Omdat nader onderzoek naar de omvang van de schade ter zake de gestolen armband een onevenredige belasting van het strafgeding vormt, zal de benadeelde partij niet-ontvankelijk worden verklaard. Zij kan zich ten aanzien hiervan wenden tot de burgerlijke rechter. Gelet hierop zal de benadeelde partij worden veroordeeld in de kosten door de verdachte gemaakt, tot op heden begroot op nihil.
Vordering [slachtoffer06]
De rechtbank overweegt voorts als volgt ter zake van de vordering van [slachtoffer06] .
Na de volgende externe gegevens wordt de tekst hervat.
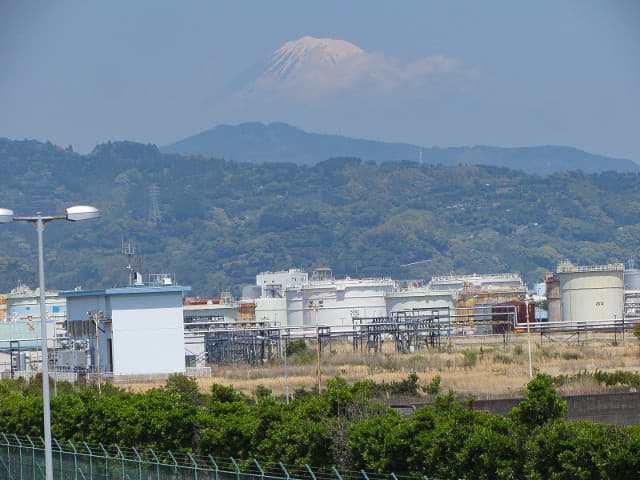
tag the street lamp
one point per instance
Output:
(73, 214)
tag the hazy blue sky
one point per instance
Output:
(531, 73)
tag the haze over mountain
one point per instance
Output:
(222, 222)
(278, 142)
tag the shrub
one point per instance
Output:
(469, 358)
(542, 405)
(433, 387)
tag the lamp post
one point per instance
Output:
(96, 317)
(73, 214)
(315, 306)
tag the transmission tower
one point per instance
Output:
(154, 210)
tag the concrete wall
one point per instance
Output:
(615, 408)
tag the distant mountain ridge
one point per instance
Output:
(256, 142)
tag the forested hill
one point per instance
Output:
(223, 222)
(257, 143)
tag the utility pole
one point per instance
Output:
(315, 305)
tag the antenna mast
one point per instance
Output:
(154, 209)
(129, 250)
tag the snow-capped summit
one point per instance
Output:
(311, 70)
(309, 52)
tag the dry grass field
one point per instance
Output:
(481, 366)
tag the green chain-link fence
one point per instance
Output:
(22, 458)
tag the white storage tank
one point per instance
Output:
(632, 279)
(591, 293)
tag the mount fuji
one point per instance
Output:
(316, 68)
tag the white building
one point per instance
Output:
(22, 318)
(493, 281)
(141, 329)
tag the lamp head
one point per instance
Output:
(6, 215)
(82, 212)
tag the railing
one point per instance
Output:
(22, 458)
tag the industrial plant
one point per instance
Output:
(152, 327)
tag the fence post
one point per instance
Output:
(175, 462)
(106, 460)
(259, 468)
(20, 452)
(139, 462)
(284, 470)
(33, 458)
(195, 466)
(90, 459)
(157, 463)
(122, 457)
(237, 468)
(75, 458)
(336, 472)
(313, 475)
(60, 457)
(8, 454)
(214, 464)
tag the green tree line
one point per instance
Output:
(343, 427)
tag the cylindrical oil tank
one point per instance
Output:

Vast is komen te staan dat aan de benadeelde partij door het bewezen verklaarde strafbare feit rechtstreeks materiële schade is toegebracht.
Op basis van de aangifte verklaart de rechtbank diefstal van ongeveer € 5.100 bewezen.
Ten eerste betreft dit blijkens de aangifte en de onderbouwing van de vordering twee geldbedragen die geheel aan de benadeelde partij toebehoren. Het eerste bedrag is € 600 en de benadeelde partij denkt dat het tweede bedrag ongeveer € 3.500 was. Zij komt hiertoe, omdat er oorspronkelijk – naar de verdediging niet heeft betwist – € 4.000 in die enveloppe zat en zij er – naar feitelijk evenmin is betwist – “een aantal keer wat geld uit [heeft] gepakt voor het doen van boodschappen”. Niet, althans niet voldoende betwist is dat materiële schade is ontstaan door de diefstal van een tweede geldbedrag. De rechtbank begroot de schade op € 3.500 door middel van schatting, gebaseerd op deze aangifte. Niet aannemelijk is gemaakt of geworden dat het “een aantal keer” pakken van “ wat geld” met het doen van boodschappen als doel voor een kennelijk destijds uit een of twee personen bestaand huishouden meer dan € 500 bedraagt.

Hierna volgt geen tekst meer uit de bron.